Ned Batchelder discusses the old question of elements versus attributes in XML. As I've been answering that question for over seven years in various places, I thought I'd put down my viewpoint here.

Firstly, there are distinctions based on performance or API usability. Those distinctions are so implementation-specific, I don't think they are very interesting; certainly not to someone doing schema design.

Secondly, there are distinctions based on a particular schema language. Different schema languages have different levels of expressiveness so it's important to distinguish the characteristics of elements and attributes inherent to XML from those that are true only because of the particular choice of schema language. One important take away here is that a schema is only part of the description of a markup language. In my experience there are always constraints placed on a language beyond what the schema (in any schema language) can say.

Thirdly, there are distinctions inherent to the XML syntax itself; things like the lack of attribute order or the inability to have further XML structure within an attribute value.

But when all those three are considered, there is still a fundamental "style" question around attributes and elements and here is where a lot of people really find themselves asking the elements versus attributes question.

My take on that is that the distinction is more meaningful the more markup-oriented your XML is and more fuzzy the more data-oriented your XML is.

If you are using XML to serialise objects, then the distinction is blurry and it largely comes down to convention and things like the third type of distinction above.
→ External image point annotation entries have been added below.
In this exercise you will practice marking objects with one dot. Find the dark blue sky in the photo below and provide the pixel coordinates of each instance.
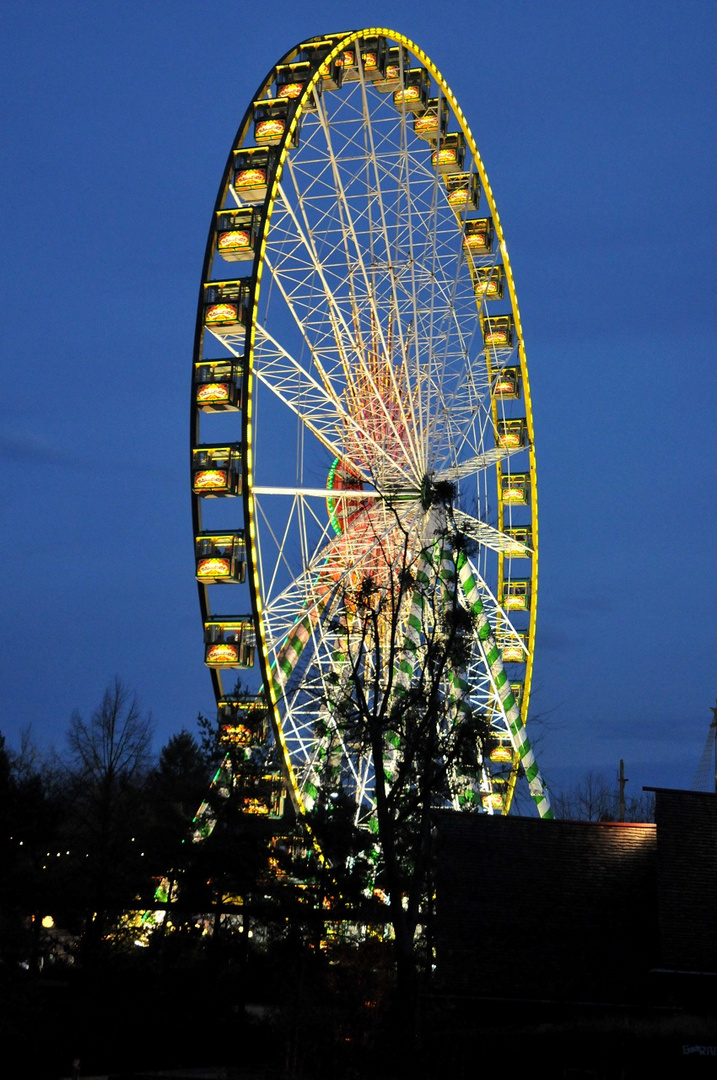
(596, 123)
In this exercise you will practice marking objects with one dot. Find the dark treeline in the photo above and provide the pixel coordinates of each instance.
(131, 939)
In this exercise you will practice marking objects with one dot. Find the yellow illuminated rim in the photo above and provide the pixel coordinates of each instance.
(341, 43)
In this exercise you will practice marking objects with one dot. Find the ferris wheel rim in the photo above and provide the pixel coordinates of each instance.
(254, 491)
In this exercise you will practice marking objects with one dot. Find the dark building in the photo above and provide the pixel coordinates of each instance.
(584, 929)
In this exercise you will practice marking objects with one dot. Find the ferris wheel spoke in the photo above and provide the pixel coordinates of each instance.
(411, 415)
(319, 407)
(354, 253)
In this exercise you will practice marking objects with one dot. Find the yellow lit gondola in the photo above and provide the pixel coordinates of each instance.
(292, 80)
(515, 488)
(271, 120)
(462, 191)
(449, 154)
(229, 642)
(220, 557)
(506, 383)
(243, 721)
(432, 124)
(252, 169)
(488, 283)
(218, 386)
(373, 57)
(216, 470)
(511, 434)
(237, 233)
(498, 331)
(226, 305)
(501, 752)
(316, 52)
(516, 595)
(519, 542)
(395, 58)
(478, 235)
(514, 650)
(414, 95)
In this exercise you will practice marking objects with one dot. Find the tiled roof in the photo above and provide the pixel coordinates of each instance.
(545, 909)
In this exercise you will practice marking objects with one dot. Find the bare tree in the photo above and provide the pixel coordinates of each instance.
(595, 798)
(104, 781)
(398, 699)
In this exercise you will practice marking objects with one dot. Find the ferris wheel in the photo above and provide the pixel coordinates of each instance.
(362, 442)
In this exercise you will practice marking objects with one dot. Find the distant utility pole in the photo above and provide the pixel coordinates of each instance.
(713, 728)
(621, 786)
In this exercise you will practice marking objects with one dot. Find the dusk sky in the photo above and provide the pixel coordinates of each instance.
(596, 125)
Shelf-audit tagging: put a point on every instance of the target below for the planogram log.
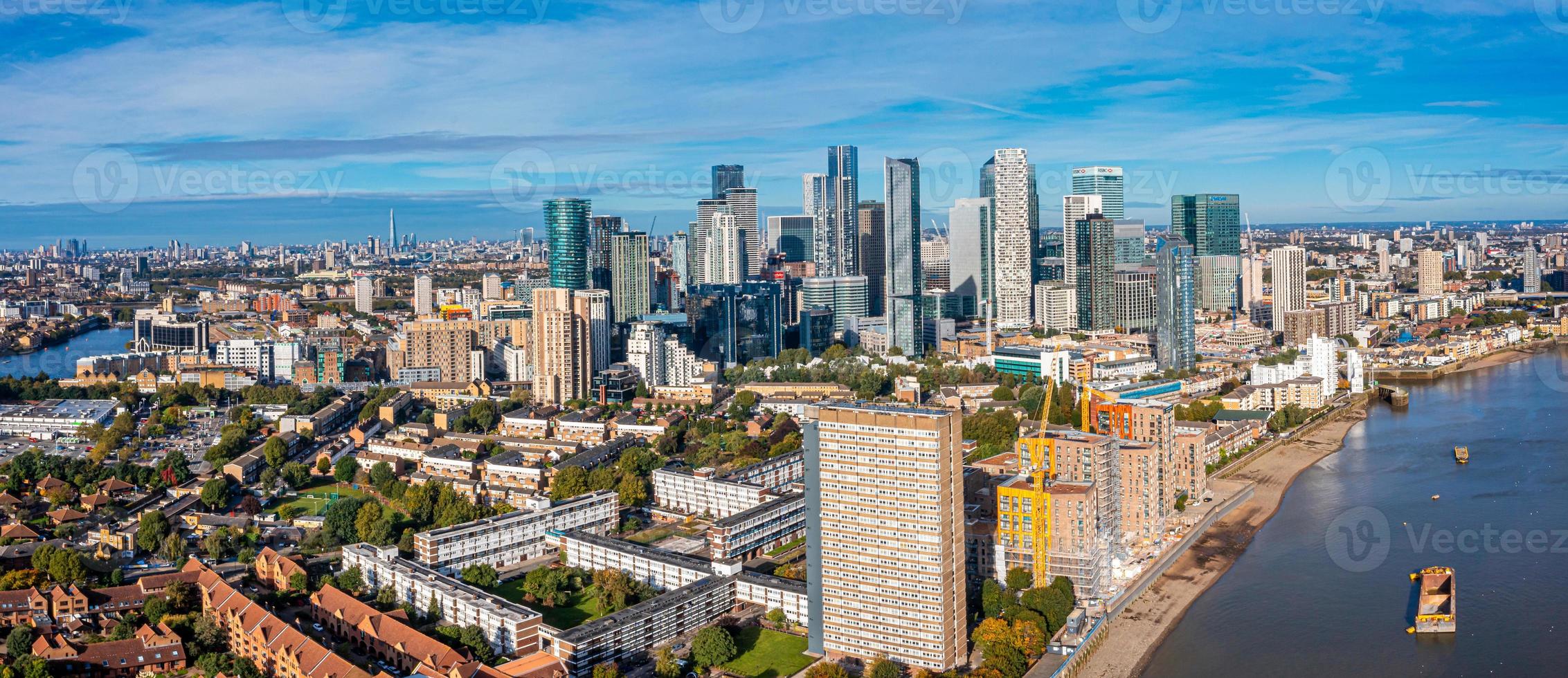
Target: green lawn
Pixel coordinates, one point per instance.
(767, 653)
(579, 610)
(316, 497)
(649, 536)
(788, 547)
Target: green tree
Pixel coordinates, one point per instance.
(275, 451)
(568, 483)
(215, 494)
(297, 475)
(345, 470)
(885, 668)
(151, 531)
(19, 641)
(1020, 578)
(712, 645)
(352, 580)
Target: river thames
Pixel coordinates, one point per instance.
(1324, 586)
(62, 360)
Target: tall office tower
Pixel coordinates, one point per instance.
(1176, 343)
(1209, 221)
(364, 293)
(1054, 306)
(1289, 282)
(600, 232)
(1429, 273)
(679, 257)
(726, 177)
(885, 534)
(629, 296)
(989, 190)
(725, 251)
(1104, 182)
(814, 203)
(1134, 300)
(937, 260)
(1095, 241)
(844, 295)
(744, 205)
(489, 286)
(969, 240)
(1013, 265)
(566, 226)
(562, 347)
(792, 237)
(1217, 282)
(841, 209)
(871, 245)
(424, 296)
(600, 326)
(1129, 243)
(1073, 210)
(736, 323)
(903, 282)
(1529, 270)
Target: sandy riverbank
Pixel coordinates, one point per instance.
(1134, 634)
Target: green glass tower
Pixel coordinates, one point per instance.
(1209, 221)
(566, 223)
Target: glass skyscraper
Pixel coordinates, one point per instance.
(732, 324)
(1211, 223)
(903, 277)
(1095, 254)
(1176, 343)
(1104, 182)
(726, 177)
(566, 223)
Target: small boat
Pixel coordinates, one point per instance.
(1435, 610)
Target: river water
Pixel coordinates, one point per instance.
(62, 360)
(1324, 587)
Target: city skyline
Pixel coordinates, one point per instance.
(1451, 135)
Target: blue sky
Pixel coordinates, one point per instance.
(131, 122)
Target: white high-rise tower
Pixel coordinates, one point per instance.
(1013, 268)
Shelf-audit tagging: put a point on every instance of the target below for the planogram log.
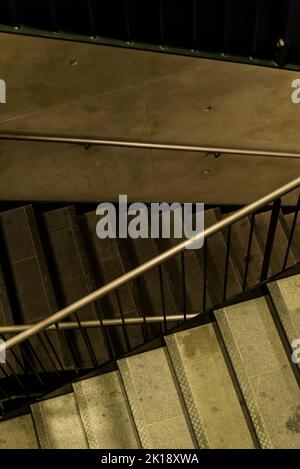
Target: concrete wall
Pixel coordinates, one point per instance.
(99, 91)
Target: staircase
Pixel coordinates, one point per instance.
(226, 384)
(229, 383)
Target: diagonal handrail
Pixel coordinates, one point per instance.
(155, 261)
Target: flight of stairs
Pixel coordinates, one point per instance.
(226, 384)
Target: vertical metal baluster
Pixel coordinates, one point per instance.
(270, 239)
(53, 16)
(49, 342)
(255, 29)
(25, 354)
(183, 285)
(291, 235)
(162, 292)
(252, 223)
(91, 18)
(226, 26)
(195, 11)
(48, 354)
(204, 274)
(87, 341)
(161, 22)
(227, 262)
(127, 20)
(123, 321)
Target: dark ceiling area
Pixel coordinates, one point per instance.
(261, 32)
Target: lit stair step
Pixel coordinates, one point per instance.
(264, 373)
(207, 388)
(286, 296)
(58, 423)
(18, 433)
(105, 413)
(155, 401)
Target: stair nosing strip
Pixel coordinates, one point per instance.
(186, 392)
(242, 377)
(82, 406)
(133, 400)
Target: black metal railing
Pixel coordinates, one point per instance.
(55, 351)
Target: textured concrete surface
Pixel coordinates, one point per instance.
(132, 94)
(18, 433)
(72, 276)
(264, 372)
(207, 388)
(105, 413)
(155, 401)
(286, 296)
(58, 423)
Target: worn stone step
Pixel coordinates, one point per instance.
(58, 423)
(286, 296)
(71, 272)
(240, 233)
(261, 228)
(155, 401)
(105, 412)
(33, 296)
(215, 265)
(188, 288)
(287, 223)
(207, 388)
(107, 264)
(264, 373)
(18, 433)
(14, 360)
(135, 252)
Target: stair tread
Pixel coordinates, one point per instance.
(263, 371)
(104, 412)
(34, 297)
(18, 433)
(155, 400)
(107, 265)
(69, 266)
(211, 400)
(58, 423)
(286, 296)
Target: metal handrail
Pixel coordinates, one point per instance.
(131, 275)
(88, 141)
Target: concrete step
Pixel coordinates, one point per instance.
(240, 233)
(105, 412)
(32, 292)
(14, 360)
(72, 277)
(135, 252)
(216, 256)
(189, 293)
(207, 388)
(278, 253)
(264, 373)
(155, 401)
(107, 265)
(58, 423)
(287, 223)
(286, 296)
(18, 433)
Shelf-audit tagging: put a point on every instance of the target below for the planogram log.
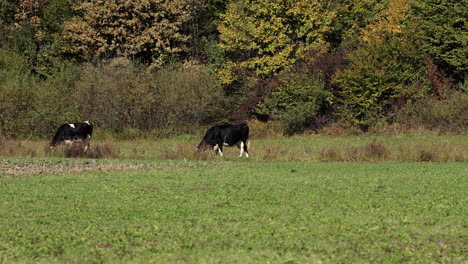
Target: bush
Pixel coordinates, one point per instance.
(446, 115)
(296, 101)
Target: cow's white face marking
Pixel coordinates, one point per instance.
(242, 149)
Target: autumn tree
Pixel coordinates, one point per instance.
(387, 68)
(149, 30)
(264, 36)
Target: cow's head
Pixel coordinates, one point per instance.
(204, 146)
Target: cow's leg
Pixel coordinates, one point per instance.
(245, 147)
(242, 148)
(220, 148)
(87, 142)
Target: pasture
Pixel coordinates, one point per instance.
(157, 202)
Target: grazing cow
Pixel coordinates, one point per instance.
(226, 135)
(75, 132)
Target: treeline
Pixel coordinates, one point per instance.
(160, 65)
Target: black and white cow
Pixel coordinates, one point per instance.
(73, 132)
(226, 135)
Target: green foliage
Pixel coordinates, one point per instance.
(445, 114)
(352, 16)
(442, 33)
(296, 101)
(267, 36)
(386, 68)
(121, 95)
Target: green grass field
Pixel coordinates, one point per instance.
(231, 210)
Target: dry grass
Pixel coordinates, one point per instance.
(77, 150)
(312, 148)
(184, 151)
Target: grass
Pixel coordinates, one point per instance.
(232, 211)
(400, 148)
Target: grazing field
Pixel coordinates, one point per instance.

In such cases, an element-only approach might make perfect sense, especially if you are using a schema language that can express characteristics that, in DTDs, attributes had over elements, like default values or insignificant ordering.

But if you are truly doing markup, in other words annotating text (particularly a pre-existing text) then the distinction between attributes and elements becomes much clearer and the reason why attributes exist in XML (and SGML) is far more obvious. The key is that attribute values are considered part of the markup, rather than part of the content. So the clearer the distinction is between markup and content, the clearer it will be between using attributes or child elements.

Imagine that you want to describe Max as a black cat. From a data structure representation point of view, there's no semantic distinction between:

<cat> <name>Max</name> <colour>Black</colour> </cat>

or

<cat name="Max" colour="Black"/>

and so decisions about whether to use elements or attributes tend to boil down to (a) whether order matters; (b) whether values can have internal structure; (c) compactness or whatever.

However, if you are doing document markup, things are a little different. In the document markup case, you have some existing text that you annotate. So you start with a word "Max" in your document and you want to mark that up with a generic identifier and any additional properties you want to give that word (or referrant). You might end up with something like:

<cat colour="Black">Max</cat>

Making colour a child element rather than an attribute wouldn't make sense from a document markup perspective. In document markup there is a much clearer distinction between content and markup. "Max" is content. "Black" is markup. If you made "colour" a child element with "Black" as content then "Black" would change from being markup to content. Makes no difference in data structure representation but it does in document markup.

From a data structure representation point of view, this attribute/element distinction is so blurred that it is entirely possible to do away with attributes in representations (and sometime less confusing to do so). This is even more the case where you have schema languages that allow expression of the fact that element order (in a particular context) is not significant.

But in pure document markup applications, where attributes are just indicating characteristic qualities of an element's content, they have a clearer role.